# Stihl 251 newbie chainsaw problems?



## nuke4u (Jan 15, 2014)

Hi all, 

First time poster and new homeowner spending my first winter burning wood and trying to chop it...unsuccessfully. I recently bought a Stihl 251 and wanted to try bucking some wood last night...but my chain seized up. This was my 1st time using the saw, and the saw was fueled and filled with bar oil from the power shop. Weather was probably in the low 40s, so not that cold, although I never changed the air intake to winter mode. 

So I did read the manual and didn't have the chain brake on, but it seems like I have symptoms of that kind of thing happening. After trying to buck some wood, it would seize up in the wood very easily (but not pinching), and maybe my 1st mistake was here---when in the middle of the log and it was seized I was trying to revv it to get it going, but nothing would happen until I pulled it out of the log and started again from the outside. Also, I tried checking to see if the chain was shooting oil out on the ground but couldn't really see anything (too cold?); but at least the reservoir was full of bar oil. 

After 10 minutes or so of binding up in logs very easily, I turned the saw off and came back after 15 mins or so. When I restarted the saw the chain wasn't turning, and the brake was off so that wasn't the problem. 

I opened up the saw later after it cooled down and found that I couldn't pull the chain by hand, and the sprocket would not turn. I took off the sprocket and found that the edge of the drum of the sprocket was melted to the guard shield plastic slightly,so there must have been lots of heating going on, probably when I was revving bound up in the wood. Maybe the chain brake strap was stuck on the drum even when it was in the off position, but I'm not sure. 

I cleaned up the melted plastic (little bit of sanding on the outside of the sprocket drum) and now the saw seems to rotate freely again, so that's good. But I don't know if I toasted some other internal components...what do you think? I haven't started the saw up again yet, but I may have to take it back to the Stihl shop for repairs if you think I should. 

I wanted to know what caused my new saw to bind up so easily in the logs, what could have caused the sprocket to seize up like that. Also, maybe my sawing technique is bad? 

Thanks for any advice, 

Bill


----------



## ErikR (Jan 15, 2014)

I'm sure some more qualified saw experts will give their opinions soon, but I have a couple of questions for you... Just so I have a better idea of what you were doing.

How big were the logs you were trying to cut? Were they flat on the ground, or was the something under one end? How deep in the log were you when the saw stalled? Are you sure the log wasn't pinching the bar? 

You can check to see if the oiler is putting out oil by running your saw and holding the bar tip near a piece of cardboard. You should see some evidence of oil being flung off the bar tip.


----------



## osagebow (Jan 15, 2014)

Overtensioned chain? Ask the shop guy for a tutorial. No shame in that, wish I did.

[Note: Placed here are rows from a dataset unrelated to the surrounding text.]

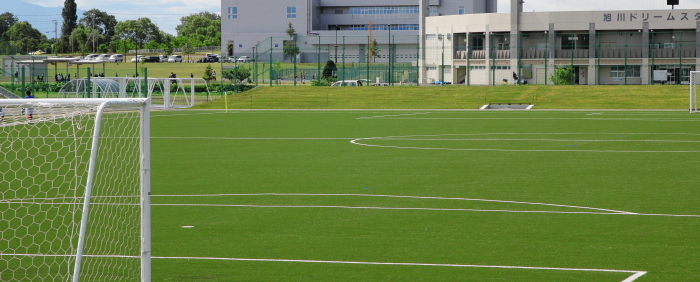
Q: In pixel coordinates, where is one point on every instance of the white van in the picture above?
(175, 59)
(347, 83)
(116, 58)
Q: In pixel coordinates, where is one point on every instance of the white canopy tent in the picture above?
(165, 92)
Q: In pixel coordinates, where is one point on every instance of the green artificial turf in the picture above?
(459, 97)
(586, 164)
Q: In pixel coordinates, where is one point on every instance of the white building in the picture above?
(604, 47)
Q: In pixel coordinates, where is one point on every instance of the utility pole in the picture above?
(93, 33)
(55, 36)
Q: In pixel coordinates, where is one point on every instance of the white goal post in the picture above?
(694, 82)
(75, 190)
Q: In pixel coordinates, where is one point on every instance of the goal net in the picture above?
(694, 82)
(74, 186)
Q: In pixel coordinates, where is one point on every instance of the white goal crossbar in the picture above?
(76, 190)
(694, 82)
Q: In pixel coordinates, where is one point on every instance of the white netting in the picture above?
(694, 82)
(43, 175)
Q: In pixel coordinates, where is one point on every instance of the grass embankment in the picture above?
(459, 97)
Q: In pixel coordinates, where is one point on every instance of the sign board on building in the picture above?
(660, 75)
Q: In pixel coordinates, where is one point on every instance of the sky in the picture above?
(167, 13)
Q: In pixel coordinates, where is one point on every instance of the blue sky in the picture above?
(167, 13)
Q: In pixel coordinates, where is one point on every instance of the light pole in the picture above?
(390, 56)
(335, 60)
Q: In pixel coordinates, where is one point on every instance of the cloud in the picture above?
(165, 13)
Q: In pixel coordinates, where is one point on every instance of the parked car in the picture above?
(209, 58)
(347, 83)
(175, 59)
(245, 59)
(137, 58)
(103, 57)
(116, 58)
(151, 59)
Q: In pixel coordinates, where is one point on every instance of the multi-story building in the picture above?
(603, 47)
(321, 25)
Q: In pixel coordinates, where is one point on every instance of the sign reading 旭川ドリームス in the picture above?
(651, 16)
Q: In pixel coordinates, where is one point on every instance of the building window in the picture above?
(375, 27)
(232, 12)
(619, 71)
(383, 10)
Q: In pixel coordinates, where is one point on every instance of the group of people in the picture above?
(60, 78)
(303, 78)
(29, 112)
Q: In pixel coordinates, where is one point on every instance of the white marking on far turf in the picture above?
(598, 211)
(361, 142)
(399, 196)
(635, 273)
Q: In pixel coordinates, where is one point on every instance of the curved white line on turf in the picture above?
(399, 115)
(407, 137)
(601, 211)
(606, 119)
(399, 196)
(636, 273)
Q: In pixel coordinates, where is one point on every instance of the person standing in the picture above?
(29, 111)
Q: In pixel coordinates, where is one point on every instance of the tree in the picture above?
(101, 21)
(208, 73)
(328, 70)
(24, 36)
(81, 37)
(290, 47)
(237, 75)
(70, 17)
(374, 51)
(140, 31)
(563, 76)
(205, 24)
(7, 19)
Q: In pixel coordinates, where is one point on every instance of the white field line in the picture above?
(535, 118)
(548, 140)
(399, 115)
(599, 210)
(55, 255)
(32, 201)
(396, 196)
(254, 138)
(636, 273)
(357, 142)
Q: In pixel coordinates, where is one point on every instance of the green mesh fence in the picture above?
(628, 57)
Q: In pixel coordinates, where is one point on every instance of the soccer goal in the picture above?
(694, 82)
(74, 190)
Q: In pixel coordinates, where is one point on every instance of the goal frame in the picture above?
(144, 172)
(693, 99)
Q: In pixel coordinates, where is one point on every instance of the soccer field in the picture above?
(425, 195)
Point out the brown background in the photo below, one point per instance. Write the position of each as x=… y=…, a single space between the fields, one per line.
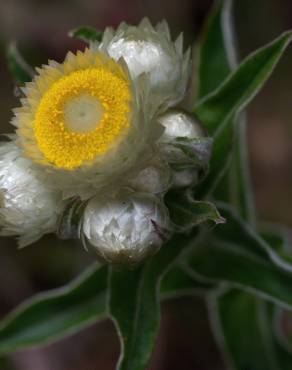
x=40 y=28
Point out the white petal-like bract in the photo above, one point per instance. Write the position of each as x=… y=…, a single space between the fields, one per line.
x=125 y=229
x=28 y=209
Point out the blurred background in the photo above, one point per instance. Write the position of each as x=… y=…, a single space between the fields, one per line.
x=40 y=28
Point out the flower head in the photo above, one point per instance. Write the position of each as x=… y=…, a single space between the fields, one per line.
x=84 y=121
x=101 y=140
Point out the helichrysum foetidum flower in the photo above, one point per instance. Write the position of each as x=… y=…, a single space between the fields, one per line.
x=101 y=125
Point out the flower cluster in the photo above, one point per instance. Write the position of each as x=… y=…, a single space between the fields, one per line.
x=103 y=136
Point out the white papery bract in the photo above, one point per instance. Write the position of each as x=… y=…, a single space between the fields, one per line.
x=28 y=209
x=184 y=145
x=150 y=50
x=127 y=228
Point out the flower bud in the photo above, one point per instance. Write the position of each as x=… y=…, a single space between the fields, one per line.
x=28 y=209
x=185 y=146
x=125 y=229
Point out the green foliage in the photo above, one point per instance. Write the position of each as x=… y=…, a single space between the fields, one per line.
x=87 y=34
x=244 y=272
x=20 y=70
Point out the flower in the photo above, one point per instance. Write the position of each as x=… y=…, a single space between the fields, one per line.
x=28 y=208
x=101 y=139
x=148 y=49
x=125 y=229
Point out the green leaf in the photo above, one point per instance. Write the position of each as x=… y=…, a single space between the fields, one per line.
x=52 y=315
x=241 y=86
x=87 y=34
x=242 y=322
x=181 y=282
x=240 y=233
x=224 y=262
x=228 y=178
x=187 y=213
x=215 y=55
x=134 y=304
x=21 y=71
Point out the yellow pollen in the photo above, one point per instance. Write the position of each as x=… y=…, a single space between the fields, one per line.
x=82 y=116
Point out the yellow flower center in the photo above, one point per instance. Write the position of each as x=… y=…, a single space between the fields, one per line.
x=81 y=116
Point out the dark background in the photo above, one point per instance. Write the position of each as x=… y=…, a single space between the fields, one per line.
x=40 y=28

Good luck getting ahead in your stacks - hard but worth it!


----------



## nuke4u (Jan 15, 2014)

Small logs, just testing out the saw...like 12 in or less. And the logs were sitting on the ground, I was just trying to cut through halfway and then roll them over. So would revving with a stalled saw in a log cause plastic to melt?


----------



## BrotherBart (Jan 15, 2014)

Were you going into the cut with the saw running flat out, or slower?


----------



## salecker (Jan 16, 2014)

Sounds like the brake was on....though you mention a couple of times it was off.
Could you explain how you know it was off?
 Now to back up a bit,is this your first saw?If it is you should try and find someone that does a lot of work with a chainsaw and have them watch what you were doing,and then have them give you some lessons about maintaining and using a saw.
 If you bought the saw from a reputable Stihl dealer,it would have been ready to use with no defects.
 I still believe the answer is in the chain brake,and how you determine on whether it is on and off.
 Thomas


----------



## Teddi (Jan 16, 2014)

The plastic melted because the clutch was burning up. Whether the brake was on or off, if you're revving a saw and the chain is not turning, the clutch is being burned up causing massive heat at the bar mount/clutch cover. It's possible that the chain wasn't moving due to either having too much pressure applied to the bar or it could have been pinched.

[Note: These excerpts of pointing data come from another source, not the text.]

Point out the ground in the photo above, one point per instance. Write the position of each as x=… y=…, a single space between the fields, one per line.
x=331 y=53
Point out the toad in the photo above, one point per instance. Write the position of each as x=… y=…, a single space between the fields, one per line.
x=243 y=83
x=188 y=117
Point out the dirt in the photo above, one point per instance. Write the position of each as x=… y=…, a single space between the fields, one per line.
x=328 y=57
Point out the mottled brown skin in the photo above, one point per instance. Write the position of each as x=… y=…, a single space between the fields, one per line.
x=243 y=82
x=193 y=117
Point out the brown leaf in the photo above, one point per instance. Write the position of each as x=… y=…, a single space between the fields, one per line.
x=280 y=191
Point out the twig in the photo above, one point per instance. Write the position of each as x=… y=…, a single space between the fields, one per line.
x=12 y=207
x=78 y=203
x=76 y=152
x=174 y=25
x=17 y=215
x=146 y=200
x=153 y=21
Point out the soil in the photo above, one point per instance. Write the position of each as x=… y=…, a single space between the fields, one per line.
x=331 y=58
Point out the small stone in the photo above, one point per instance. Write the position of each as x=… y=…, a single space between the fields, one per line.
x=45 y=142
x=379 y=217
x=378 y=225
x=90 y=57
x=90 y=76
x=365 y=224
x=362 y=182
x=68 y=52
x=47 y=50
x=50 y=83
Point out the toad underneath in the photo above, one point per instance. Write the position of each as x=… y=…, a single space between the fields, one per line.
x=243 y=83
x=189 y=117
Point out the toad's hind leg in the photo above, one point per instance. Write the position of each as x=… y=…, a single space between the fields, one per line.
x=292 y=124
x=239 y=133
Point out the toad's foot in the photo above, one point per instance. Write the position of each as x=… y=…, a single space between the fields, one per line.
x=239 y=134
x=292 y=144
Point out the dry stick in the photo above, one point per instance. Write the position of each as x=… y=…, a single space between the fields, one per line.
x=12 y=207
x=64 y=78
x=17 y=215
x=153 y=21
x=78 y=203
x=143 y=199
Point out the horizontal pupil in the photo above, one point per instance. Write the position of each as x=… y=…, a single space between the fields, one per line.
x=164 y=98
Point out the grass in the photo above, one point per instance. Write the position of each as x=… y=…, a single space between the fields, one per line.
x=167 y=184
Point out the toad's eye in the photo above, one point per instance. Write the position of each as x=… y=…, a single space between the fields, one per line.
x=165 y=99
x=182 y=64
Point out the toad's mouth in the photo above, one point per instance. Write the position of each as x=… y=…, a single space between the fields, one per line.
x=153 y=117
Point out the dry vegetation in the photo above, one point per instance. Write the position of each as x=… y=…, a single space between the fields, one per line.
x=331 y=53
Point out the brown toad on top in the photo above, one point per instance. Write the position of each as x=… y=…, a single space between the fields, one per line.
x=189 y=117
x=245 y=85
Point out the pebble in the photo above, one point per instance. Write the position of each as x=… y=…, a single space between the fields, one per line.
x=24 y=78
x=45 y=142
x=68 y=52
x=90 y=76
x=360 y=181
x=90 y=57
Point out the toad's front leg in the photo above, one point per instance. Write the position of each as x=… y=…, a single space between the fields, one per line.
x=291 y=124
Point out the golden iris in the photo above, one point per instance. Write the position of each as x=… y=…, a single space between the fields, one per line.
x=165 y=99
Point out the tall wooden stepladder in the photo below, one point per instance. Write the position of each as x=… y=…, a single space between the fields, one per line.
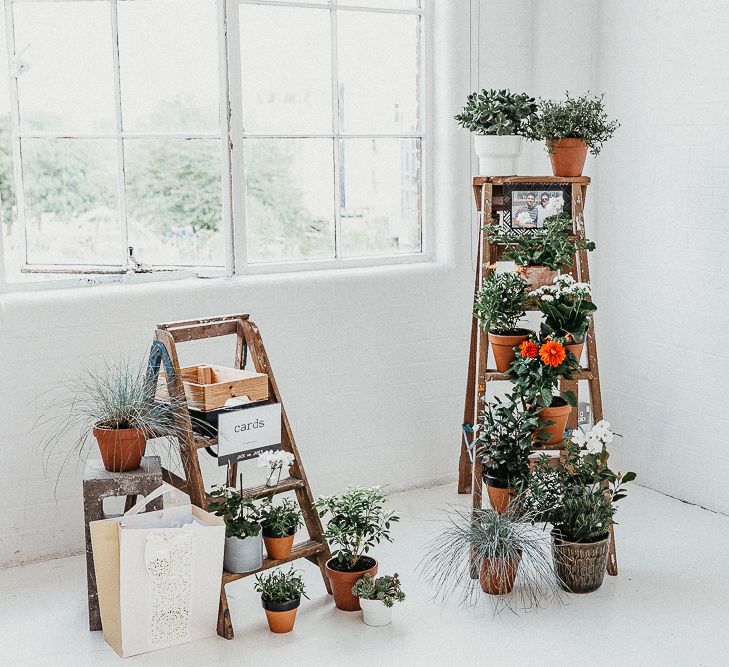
x=249 y=348
x=488 y=192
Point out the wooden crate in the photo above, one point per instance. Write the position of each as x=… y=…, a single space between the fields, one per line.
x=209 y=387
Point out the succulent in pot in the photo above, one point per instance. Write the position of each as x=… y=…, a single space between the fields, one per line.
x=281 y=594
x=242 y=515
x=377 y=597
x=117 y=406
x=357 y=522
x=568 y=310
x=570 y=127
x=480 y=550
x=279 y=524
x=505 y=435
x=578 y=498
x=498 y=119
x=543 y=252
x=536 y=373
x=499 y=306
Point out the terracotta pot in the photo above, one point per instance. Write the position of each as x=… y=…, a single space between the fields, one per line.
x=580 y=566
x=278 y=547
x=499 y=492
x=342 y=583
x=121 y=449
x=498 y=574
x=281 y=616
x=537 y=276
x=557 y=414
x=503 y=347
x=567 y=156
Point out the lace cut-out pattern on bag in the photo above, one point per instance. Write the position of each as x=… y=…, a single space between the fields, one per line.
x=169 y=564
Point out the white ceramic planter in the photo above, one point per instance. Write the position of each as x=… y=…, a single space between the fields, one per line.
x=498 y=155
x=243 y=555
x=375 y=613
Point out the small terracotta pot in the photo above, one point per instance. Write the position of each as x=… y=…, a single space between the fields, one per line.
x=567 y=156
x=281 y=616
x=537 y=276
x=121 y=449
x=557 y=414
x=580 y=566
x=342 y=583
x=503 y=347
x=498 y=574
x=278 y=547
x=499 y=492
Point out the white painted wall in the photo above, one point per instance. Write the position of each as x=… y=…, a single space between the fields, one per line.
x=371 y=362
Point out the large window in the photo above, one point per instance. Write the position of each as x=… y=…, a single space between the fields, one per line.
x=161 y=134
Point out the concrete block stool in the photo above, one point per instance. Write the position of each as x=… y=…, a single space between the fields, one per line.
x=99 y=483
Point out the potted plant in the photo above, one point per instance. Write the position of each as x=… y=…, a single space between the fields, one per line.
x=536 y=372
x=498 y=119
x=117 y=406
x=543 y=252
x=242 y=515
x=279 y=524
x=568 y=310
x=578 y=498
x=281 y=594
x=377 y=597
x=357 y=522
x=506 y=431
x=570 y=127
x=480 y=550
x=499 y=306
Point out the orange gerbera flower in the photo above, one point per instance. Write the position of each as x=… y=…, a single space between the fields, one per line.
x=529 y=349
x=552 y=353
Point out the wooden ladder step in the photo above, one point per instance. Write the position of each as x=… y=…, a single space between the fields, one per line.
x=303 y=550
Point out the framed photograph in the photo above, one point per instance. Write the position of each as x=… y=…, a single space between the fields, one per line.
x=528 y=205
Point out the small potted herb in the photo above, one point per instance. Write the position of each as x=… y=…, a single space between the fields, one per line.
x=540 y=254
x=568 y=310
x=281 y=594
x=376 y=597
x=539 y=366
x=578 y=498
x=570 y=127
x=242 y=515
x=279 y=524
x=498 y=119
x=499 y=306
x=357 y=522
x=506 y=431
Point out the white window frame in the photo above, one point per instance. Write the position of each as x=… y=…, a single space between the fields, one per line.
x=232 y=161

Edit - after re-reading your first post, I think your chain was way too tight. You still better get the clutch looked at by the dealer.   Good Luck!


----------



## Jags (Jan 16, 2014)

Are you familiar with how tight to tension the chain?  And was it adjusted properly?  My bet is chain way too tight.


----------



## AroostookDave (Jan 16, 2014)

There is one other thing that will really heat up a saw - could you have put raw gas in by mistake?


----------



## salecker (Jan 16, 2014)

I still think it's the brake,as long as the saw came from a reputable dealer.He said it was his first time using the saw so the chain should have been tensioned right.
 A lot of people set the brake befor they set the saw down.Might be SOP in the shop.....OP gets home with his new tool that he has never used.....wants to try it out and starts it  reves it up nothing...revs some more.... maybe minute total now... read the manual, try the brake it comes off try cutting but now the clutch has been damaged and it starts heating up maybe the brake has been on once in a while because nothing is working so OP keeps trying it one way or another...result needs clutch brake band plastic cover and some friendly advice on using and maintaining a saw.
 But i could be wrong,saw may have come from a shop that has some kid installing bars and chains,filling the gas and oil.And when asked about using the saw they say ``i dunno seems easy``
 Thomas


----------



## Jon1270 (Jan 17, 2014)

nuke4u said:


> So would revving with a stalled saw in a log cause plastic to melt?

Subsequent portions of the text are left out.